In Section 6.5, it was mentioned that the capacitance C=Q/V of a capacitor can be found by either assuming Q and finding V, as in Section 6.5, or by assuming V and finding Q, as in Example 6.10. Use the latter method to derive eq. (6.22).
C=\frac{Q}{V}=\frac{\varepsilon S}{d}
Assume that the parallel plates in Figure 6.13 are maintained at a potential difference V_{o} so that V(x=0) and V(x=d)=V_{o}. This necessitates solving a one-dimensional boundary-value problem; that is, we solve Laplace’s equation
\nabla^2 V=\frac{d^{2}V}{dx^{2}}=0
Integrating twice gives
V=Ax+B
where A and B are integration constants to be determined from the boundary conditions. At x=0, V=0\rightarrow 0=0+B or B=0
and at x=d, V=V_{o}\rightarrow V_{o}=Ad+0 or A=V_{o}/d.
Hence
V=\frac{V_{o}}{d}x
Notice that this solution satisfies Laplace’s equation and the boundary conditions.
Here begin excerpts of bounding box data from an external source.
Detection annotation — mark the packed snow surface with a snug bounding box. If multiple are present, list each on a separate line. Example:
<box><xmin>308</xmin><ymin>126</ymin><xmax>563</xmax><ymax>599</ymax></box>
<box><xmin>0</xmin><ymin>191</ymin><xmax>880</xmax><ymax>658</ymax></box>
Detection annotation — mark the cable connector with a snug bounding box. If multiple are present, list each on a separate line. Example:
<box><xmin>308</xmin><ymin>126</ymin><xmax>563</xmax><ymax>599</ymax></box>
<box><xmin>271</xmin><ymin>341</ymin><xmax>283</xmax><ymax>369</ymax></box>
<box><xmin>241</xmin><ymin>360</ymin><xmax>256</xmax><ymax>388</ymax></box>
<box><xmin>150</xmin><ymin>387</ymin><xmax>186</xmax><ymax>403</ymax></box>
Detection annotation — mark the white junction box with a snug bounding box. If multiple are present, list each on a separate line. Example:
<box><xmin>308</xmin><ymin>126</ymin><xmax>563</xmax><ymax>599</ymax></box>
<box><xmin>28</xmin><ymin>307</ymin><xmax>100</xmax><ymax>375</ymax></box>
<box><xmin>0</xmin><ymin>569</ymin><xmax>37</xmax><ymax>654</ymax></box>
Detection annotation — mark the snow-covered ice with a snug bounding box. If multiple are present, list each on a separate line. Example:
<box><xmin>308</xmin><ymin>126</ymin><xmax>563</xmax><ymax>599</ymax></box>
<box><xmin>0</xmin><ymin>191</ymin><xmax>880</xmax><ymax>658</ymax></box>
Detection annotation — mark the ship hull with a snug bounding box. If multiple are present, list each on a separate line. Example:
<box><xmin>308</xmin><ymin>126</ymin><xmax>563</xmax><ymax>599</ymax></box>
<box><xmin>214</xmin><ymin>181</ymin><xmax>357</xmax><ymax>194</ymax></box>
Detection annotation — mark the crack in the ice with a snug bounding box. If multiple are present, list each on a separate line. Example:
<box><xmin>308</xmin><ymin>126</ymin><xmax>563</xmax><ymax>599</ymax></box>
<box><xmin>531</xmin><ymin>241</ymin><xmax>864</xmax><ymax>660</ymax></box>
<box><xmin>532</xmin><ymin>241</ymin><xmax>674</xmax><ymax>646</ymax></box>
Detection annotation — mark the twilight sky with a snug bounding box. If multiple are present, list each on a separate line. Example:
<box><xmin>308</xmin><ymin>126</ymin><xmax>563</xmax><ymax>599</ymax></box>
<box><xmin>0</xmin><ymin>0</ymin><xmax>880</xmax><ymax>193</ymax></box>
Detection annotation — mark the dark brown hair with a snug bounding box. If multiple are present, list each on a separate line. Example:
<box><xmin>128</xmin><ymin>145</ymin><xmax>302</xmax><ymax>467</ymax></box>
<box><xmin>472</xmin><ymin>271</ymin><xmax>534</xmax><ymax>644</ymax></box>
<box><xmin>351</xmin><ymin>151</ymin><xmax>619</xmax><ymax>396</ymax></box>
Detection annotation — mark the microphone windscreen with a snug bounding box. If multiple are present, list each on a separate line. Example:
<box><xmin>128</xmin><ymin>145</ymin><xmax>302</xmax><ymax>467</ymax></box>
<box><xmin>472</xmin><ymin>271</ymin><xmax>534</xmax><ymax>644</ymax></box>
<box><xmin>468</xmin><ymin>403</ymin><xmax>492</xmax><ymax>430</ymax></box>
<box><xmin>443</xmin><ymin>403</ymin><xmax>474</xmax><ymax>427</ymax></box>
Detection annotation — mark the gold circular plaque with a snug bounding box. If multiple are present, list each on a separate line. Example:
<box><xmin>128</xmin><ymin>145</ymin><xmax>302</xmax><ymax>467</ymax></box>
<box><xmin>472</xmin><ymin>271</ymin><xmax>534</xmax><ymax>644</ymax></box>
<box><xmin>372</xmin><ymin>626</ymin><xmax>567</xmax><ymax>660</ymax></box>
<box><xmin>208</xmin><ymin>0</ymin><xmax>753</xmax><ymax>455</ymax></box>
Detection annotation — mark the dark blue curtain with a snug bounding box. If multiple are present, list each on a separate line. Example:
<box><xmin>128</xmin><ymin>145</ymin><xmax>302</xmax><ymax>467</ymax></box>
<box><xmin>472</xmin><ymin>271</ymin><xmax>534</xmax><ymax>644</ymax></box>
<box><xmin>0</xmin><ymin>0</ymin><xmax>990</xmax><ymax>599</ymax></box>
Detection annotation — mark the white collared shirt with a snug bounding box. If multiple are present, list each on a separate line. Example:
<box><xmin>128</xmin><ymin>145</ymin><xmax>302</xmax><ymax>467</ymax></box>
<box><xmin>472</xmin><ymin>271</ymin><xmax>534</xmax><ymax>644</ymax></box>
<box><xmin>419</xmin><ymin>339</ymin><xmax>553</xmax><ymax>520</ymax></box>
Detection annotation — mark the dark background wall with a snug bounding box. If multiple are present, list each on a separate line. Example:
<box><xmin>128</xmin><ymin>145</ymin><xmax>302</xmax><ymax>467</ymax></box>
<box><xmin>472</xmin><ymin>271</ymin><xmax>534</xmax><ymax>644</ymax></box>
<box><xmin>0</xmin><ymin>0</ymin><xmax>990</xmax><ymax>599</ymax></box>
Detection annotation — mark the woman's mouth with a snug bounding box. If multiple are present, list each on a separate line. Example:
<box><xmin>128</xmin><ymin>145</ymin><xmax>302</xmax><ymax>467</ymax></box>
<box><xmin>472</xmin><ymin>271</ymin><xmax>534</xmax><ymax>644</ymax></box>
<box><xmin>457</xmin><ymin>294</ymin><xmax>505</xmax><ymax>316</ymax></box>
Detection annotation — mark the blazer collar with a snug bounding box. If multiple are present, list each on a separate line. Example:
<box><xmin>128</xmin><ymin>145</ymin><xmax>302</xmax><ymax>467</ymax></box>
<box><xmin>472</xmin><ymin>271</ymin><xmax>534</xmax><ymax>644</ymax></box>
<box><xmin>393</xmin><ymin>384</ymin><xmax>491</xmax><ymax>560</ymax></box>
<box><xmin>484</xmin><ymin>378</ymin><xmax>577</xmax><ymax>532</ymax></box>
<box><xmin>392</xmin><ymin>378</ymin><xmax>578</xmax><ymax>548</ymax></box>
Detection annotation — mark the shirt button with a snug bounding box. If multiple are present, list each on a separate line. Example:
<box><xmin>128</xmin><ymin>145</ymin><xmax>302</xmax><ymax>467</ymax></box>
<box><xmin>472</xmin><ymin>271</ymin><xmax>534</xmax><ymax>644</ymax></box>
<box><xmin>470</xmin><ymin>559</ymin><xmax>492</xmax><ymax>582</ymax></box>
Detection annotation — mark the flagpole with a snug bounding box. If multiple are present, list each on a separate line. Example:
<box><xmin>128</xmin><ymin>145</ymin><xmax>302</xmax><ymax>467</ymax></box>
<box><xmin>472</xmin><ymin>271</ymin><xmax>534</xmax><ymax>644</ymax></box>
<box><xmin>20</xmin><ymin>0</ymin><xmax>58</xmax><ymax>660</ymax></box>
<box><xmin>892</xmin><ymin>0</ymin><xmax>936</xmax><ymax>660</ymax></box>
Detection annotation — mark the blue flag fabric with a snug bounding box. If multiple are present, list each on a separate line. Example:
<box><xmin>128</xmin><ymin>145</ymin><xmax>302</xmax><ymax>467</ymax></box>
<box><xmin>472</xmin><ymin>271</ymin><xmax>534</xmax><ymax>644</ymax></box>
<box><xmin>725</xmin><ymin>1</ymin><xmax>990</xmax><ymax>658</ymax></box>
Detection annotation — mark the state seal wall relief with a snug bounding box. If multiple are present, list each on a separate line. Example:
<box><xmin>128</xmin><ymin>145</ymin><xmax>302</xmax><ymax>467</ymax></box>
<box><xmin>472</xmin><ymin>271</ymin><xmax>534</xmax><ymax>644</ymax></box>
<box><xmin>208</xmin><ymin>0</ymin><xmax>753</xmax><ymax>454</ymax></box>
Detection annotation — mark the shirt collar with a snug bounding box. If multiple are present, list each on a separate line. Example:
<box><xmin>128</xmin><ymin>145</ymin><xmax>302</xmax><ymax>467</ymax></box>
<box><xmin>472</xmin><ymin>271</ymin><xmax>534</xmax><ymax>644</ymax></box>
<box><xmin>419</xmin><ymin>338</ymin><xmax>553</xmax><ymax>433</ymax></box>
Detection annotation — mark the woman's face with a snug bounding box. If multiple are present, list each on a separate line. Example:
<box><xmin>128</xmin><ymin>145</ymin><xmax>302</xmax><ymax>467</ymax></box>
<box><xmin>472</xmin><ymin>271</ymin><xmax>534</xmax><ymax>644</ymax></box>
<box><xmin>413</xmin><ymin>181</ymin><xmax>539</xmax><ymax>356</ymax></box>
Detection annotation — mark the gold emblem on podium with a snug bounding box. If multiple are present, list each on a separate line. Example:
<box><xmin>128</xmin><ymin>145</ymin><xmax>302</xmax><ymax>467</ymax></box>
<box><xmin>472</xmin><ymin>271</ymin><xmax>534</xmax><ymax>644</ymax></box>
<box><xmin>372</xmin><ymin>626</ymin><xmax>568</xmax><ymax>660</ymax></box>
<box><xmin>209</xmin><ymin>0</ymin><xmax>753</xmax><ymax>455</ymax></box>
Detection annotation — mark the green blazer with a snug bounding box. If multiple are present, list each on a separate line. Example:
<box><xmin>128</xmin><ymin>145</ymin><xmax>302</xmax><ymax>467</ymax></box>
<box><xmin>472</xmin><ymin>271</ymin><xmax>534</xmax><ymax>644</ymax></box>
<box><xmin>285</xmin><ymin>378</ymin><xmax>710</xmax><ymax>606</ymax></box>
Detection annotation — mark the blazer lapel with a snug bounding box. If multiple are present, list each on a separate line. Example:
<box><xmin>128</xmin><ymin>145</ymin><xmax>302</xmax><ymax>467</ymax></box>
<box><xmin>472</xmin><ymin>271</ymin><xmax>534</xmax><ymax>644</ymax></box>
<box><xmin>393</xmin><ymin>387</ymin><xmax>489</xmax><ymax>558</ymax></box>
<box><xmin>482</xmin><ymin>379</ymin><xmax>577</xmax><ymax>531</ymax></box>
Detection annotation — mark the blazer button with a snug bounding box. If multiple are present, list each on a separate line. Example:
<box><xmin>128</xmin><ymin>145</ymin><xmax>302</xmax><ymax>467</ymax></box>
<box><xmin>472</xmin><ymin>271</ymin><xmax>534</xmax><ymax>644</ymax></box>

We have assumed the potential difference between the plates to be V_{o}. Our goal is to find the charge Q on either plate so that we can eventually find the capacitance C=Q/V_{o}. The charge on either plate is
Q=\int_{S}\rho_{S}dS
But \rho_{S}=D\cdot a_{n}=\varepsilon E\cdot a_{n}, where
E=-\nabla V=-\frac{dV}{dx}a_{x}=-Aa_{x}=-\frac{V_{o}}{d}a_{x}
On the lower plate, a_{n}=a_{x}, so
\rho_{S}=-\frac{\varepsilon V_{o}}{d} and Q=-\frac{\varepsilon V_{o}S}{d}
On the upper plate, a_{n}=-a_{x}, so
\rho_{S}=\frac{\varepsilon V_{o}}{d} and Q=\frac{\varepsilon V_{o}S}{d}
As expected, Q is equal but opposite on each plate. Thus
C=\frac{|Q|}{V_{o}}=\frac{\varepsilon S}{d}
which is in agreement with eq. (6.22).